Come cantava stamani secondo voi? "Ciusimento! Ciusimento! Su corriamo da terra e dal mar!"
Sarà una luuuuuuunga settimana....

lunedì 25 novembre 2013

P.d.P. (Programmi da Poccia)

La vita da BisMamma scorre che è una bellezza... Quando uno aspetta il secondo figlio tutti ti parlano di quanto sarà tremendo tornare ad allattare, a svegliarsi la notte, a non avere più tempo per fare una doccia, di quanto il tempo si riduca drasticamente e di quanto la gestione di due bambini moltiplichi ma che dico! Aumenti in modo esponenziale il lavoro di una mamma! Beh... ve lo dico all'orecchio e sottovoce e probabilmente tra qualche mese mi smentirò da sola e presa da raptus cancellerò queste righe ma: nessuno dice che con il secondo figlio le ansie stanno a zero!!!! Avete capito bene: 0 ANSIA. Vi pare poco?
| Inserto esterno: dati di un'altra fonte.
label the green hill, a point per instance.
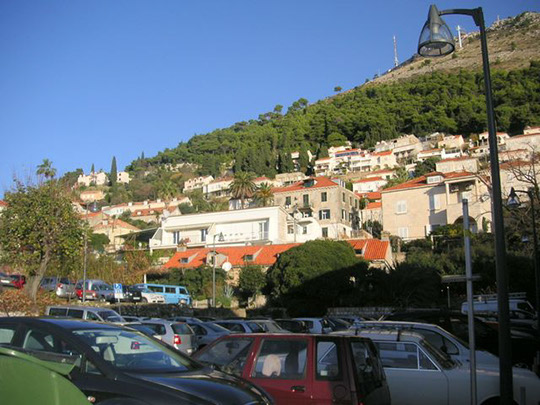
(420, 97)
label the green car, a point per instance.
(26, 379)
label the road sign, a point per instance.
(118, 292)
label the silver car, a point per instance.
(419, 373)
(176, 334)
(207, 332)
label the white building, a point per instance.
(266, 225)
(197, 182)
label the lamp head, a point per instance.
(513, 200)
(435, 38)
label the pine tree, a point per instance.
(114, 172)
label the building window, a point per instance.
(324, 214)
(287, 201)
(403, 233)
(434, 203)
(401, 207)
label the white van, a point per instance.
(88, 313)
(487, 304)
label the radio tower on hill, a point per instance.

Beh a me che di secondo nome faccio Ansia la cosa mi conforta... e parecchio.Vuoi che apparte allattare con la PiccolaPeste di dormire non se ne parla neanche adesso (si sveglia più lei della sorella... per dire...) vuoi che ancora la GranDama non parla nè cammina quindi gran da fare non lo dà... insomma per farla breve ho riscoperto la TV pomeridiana, credo fosse dai tempi delle superiori o delle medie che non guardavo la TV il pomeriggio mentre adesso mi metto sul divano e mentre allatto guardo la TV e non PeppaPig o la Pimpa o Barbapapà o Pippi ma QUELLO CHE VOGLIO!!!! E allora via libera ai programmi trash! X-Factor, Masterchef, America's Next Top Model e udite udite ho scoperto Glee e ci so entrata in fissa! No dico, sono sempre l'ultima a sapere le cose?! Sì... Comunque apparte Friends e Sex and the City io non sono una grande appassionata di serie, ma Glee! Ragazzi... Glee! Che dite sto regredendo ai tempi delle superiori o mi so definitivamente bruciata gli ultimi due neuroni con l'allattamento?

giovedì 14 novembre 2013

3 buoni motivi per essere felice :)


1. La PiccolaPeste fra due giorni compie 4 anni!!! Ma ci pensate? 4!!!!
2. Sono rientrata nei miei jeans :) EVVAI!!!!!
3. Questo sorriso....


lunedì 11 novembre 2013

Cose belle in TV....

Ieri sera a "Che tempo che fa", un grande sportivo, un grande campione, un grande uomo...


E stasera su SKY "I delitti del BarLume" dai romanzi di Malvaldi (che per altro io adoro!).